A. Field of Invention
This invention relates to equitably distributing a plurality of executed orders between a plurality of accounts.
B. Description of Related Art
Investment Managers or Traders manage portfolios for their clients. Portfolios may include investments in futures, options, equities, foreign exchange investments (FOREXs), bonds, derivatives, etc. For the purposes of the discussion that follows, these investments will be collectively referred to as “instruments”. Typically, an Investment Manager or Trader will manage the portfolios of multiple client accounts using a common strategy. For example, as shown in FIG. 1, an Investment Manager or Trader may manage three accounts, ACCOUNT_1, ACCOUNT_2, AND ACCOUNT_3, where each account has a different total investment value. In the example shown, ACCOUNT_1 has a total investment value of $5,000,000, ACCOUNT_2 has a total investment value of $3,000,000, and ACCOUNT_3 has a total investment value of $2,000,000. The Investment Manager or Trader may then research a particular investment in certain instruments, and decide to invest a portion of each of the client portfolios in the investment by purchasing a number of the instruments for each account. Often, as shown in the example, the portion of each portfolio to be invested is selected in relation to the total amount in each portfolio. Thus, in the example shown, the Investment Manager or Trader decides to purchase five instruments for ACCOUNT_1, three instruments for ACCOUNT_2, and two instruments for ACCOUNT_3, for a total of ten instruments. It is often the case, however, that all of the instruments are not available at a common price. Continuing with the example, as shown in FIG. 2, the Investment Manager or Trader may acquire six instruments at $1,140.20, two instruments at $1,140.50, and two instruments at $1,141.10. Since all of the instruments were not available at a common price, the Investment Manager or Trader must determine how to equitably distribute the instruments between the accounts.

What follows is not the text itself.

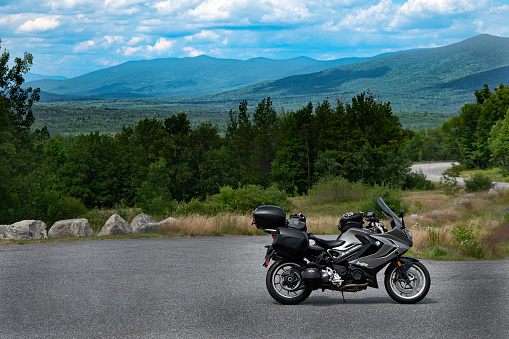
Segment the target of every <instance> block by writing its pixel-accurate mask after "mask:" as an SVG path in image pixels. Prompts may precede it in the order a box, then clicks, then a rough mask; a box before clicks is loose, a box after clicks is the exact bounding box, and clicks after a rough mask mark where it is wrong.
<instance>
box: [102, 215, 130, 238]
mask: <svg viewBox="0 0 509 339" xmlns="http://www.w3.org/2000/svg"><path fill="white" fill-rule="evenodd" d="M127 233H133V230H132V229H131V226H129V224H128V223H127V221H125V220H124V219H123V218H122V217H121V216H120V215H118V214H113V215H112V216H111V217H110V218H109V219H108V221H106V223H105V224H104V226H103V228H102V229H101V232H99V234H98V235H115V234H127Z"/></svg>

Each instrument may also be referred to as an “executed order”.
The Chicago Mercantile Exchange offers a system known as the Average Pricing System (APS) for such a purpose. The primary function of the APS is to allow clearing member firms, in defined circumstances, to confirm an average price to customers when multiple prices are received on the execution of an order, or a series of orders, during a single trading day. The APS calculates an average price for each order. Then, the APS calculates a cash residual associated with each instrument. The cash residual is defined as the dollar difference between the actual trade price and the average price. Thus, the instruments can be distributed to client accounts with the cash residuals for each instrument to provide an equitable distribution.
However, the use of the cash residuals is cumbersome for all of the parties involved, and is often confusing for the clients. Thus, there remains a need for a method of equitably distributing a plurality of instruments between a plurality of accounts that does not require calculation of the cash residual associated with each instrument, and, thus, does not have to account for such cash residual.